PART 2: Partial Optimization of the SOWH
Test
The only real difference between the
full optimization and the partial optimization is that you will
not be estimating the free parameters while you are searching
for the best tree. Instead, you will be using the free parameters
estimated from the null topology when searching for the best topology.
If you run this partial optimization program and you do not reject the
null topology then you would have gotten the same result using
the full optimization version.
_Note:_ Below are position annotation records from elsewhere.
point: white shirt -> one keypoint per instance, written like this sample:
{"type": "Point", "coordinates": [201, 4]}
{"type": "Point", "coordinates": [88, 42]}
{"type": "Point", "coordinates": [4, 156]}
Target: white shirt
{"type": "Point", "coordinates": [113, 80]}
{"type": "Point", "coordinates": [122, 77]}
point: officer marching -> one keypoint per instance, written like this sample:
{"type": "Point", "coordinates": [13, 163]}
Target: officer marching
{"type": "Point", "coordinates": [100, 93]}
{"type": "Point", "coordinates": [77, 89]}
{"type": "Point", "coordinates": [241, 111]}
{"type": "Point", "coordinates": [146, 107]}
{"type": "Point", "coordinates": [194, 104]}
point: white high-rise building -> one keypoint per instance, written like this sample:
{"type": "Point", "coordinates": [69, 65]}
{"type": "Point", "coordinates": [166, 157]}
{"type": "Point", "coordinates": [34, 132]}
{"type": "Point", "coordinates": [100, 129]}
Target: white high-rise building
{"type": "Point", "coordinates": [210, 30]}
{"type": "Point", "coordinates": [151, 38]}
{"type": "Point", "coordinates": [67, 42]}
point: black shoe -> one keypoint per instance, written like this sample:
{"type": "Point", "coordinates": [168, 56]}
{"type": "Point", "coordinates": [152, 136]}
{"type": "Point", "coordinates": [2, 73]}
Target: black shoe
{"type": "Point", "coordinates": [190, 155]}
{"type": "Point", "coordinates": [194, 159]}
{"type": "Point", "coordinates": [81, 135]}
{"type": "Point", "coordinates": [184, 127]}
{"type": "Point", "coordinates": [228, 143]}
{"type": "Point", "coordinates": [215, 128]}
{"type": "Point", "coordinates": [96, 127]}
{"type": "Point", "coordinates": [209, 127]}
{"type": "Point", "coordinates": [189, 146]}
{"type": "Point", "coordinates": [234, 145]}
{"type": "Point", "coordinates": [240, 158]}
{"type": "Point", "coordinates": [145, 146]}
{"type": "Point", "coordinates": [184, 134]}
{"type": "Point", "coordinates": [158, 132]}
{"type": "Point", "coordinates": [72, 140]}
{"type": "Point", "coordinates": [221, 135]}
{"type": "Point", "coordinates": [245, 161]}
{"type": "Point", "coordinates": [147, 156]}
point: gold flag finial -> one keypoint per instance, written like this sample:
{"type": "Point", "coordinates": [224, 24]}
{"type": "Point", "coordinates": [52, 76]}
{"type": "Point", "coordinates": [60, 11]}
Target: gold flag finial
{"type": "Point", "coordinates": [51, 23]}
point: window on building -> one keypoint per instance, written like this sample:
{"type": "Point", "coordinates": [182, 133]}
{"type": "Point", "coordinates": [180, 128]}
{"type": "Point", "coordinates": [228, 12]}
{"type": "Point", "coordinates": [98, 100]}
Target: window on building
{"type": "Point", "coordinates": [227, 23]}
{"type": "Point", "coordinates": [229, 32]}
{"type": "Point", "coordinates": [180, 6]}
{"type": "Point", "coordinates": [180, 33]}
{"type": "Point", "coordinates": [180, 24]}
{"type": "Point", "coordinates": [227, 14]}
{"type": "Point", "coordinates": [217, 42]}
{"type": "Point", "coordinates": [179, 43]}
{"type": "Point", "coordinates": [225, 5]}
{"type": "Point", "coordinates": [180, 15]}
But if do reject the null
topology then it is uncertain if you would have rejected it using
the full optimization version.
This partial optimization method is
further discussed as the second of two partial optimization "posPpud";
tests in Goldman et al. (2000).
In this partial optimization method, all of the parameters
of the substitution model are fixed at their values under T1 and
are not re-optimised as in the full optimization SOWH method.
The maximum likelihood topology is determined using these fixed
rates and the branch lengths of the ML topology are optimised.
Thus, much computer time is saved by not simultaneously searching
for the ML topology and estimating the free parameters.
1) To run the partial optimization version, you will just need to replace the partial paup Block in Step 3 number 2 with the partial block below:
;
end;
begin paup;
[! Calculating Likelihood Scores
]
set criterion = likelihood;
Lset
NST = 6 RMatrix = estimate
Rates
= gamma shape = estimate;
gettrees file=T1;
Lscore / scorefile = T1_Score append = yes;
set criterion = likelihood;
Lset
NST = 6 RMatrix = previous
Rates
= gamma shape = previous;
HSearch start = stepwise nbest = 1 status = no;
savetrees file = TML append = yes format = phylip;
Lscore / scorefile = TML_Score append = yes;
Begin data;
Dimensions
ntax=6 nchar=50;
Format
datatype=nucleotide gap=- missing=? matchchar=.;
Matrix
REFERENCES.
Rambaut, A. and N. C. Grassly (1997). "Seq-Gen: an application for the Monte Carlo simulation of DNA sequence evolution along phylogenetic trees." Comput. Appl. Biosci. 13(3): 235-238.
Swofford, D. L. (1999). PAUP 4.0: Phylogenetic Analysis Using Parsimony (And Other Methods). Sunderland, MA, Sinauer Associates, Inc.
Yang, Z. (1997). "PAML: a program package for phylogenetic analysis by maximum likelihood." CABIOS 13: 555-556.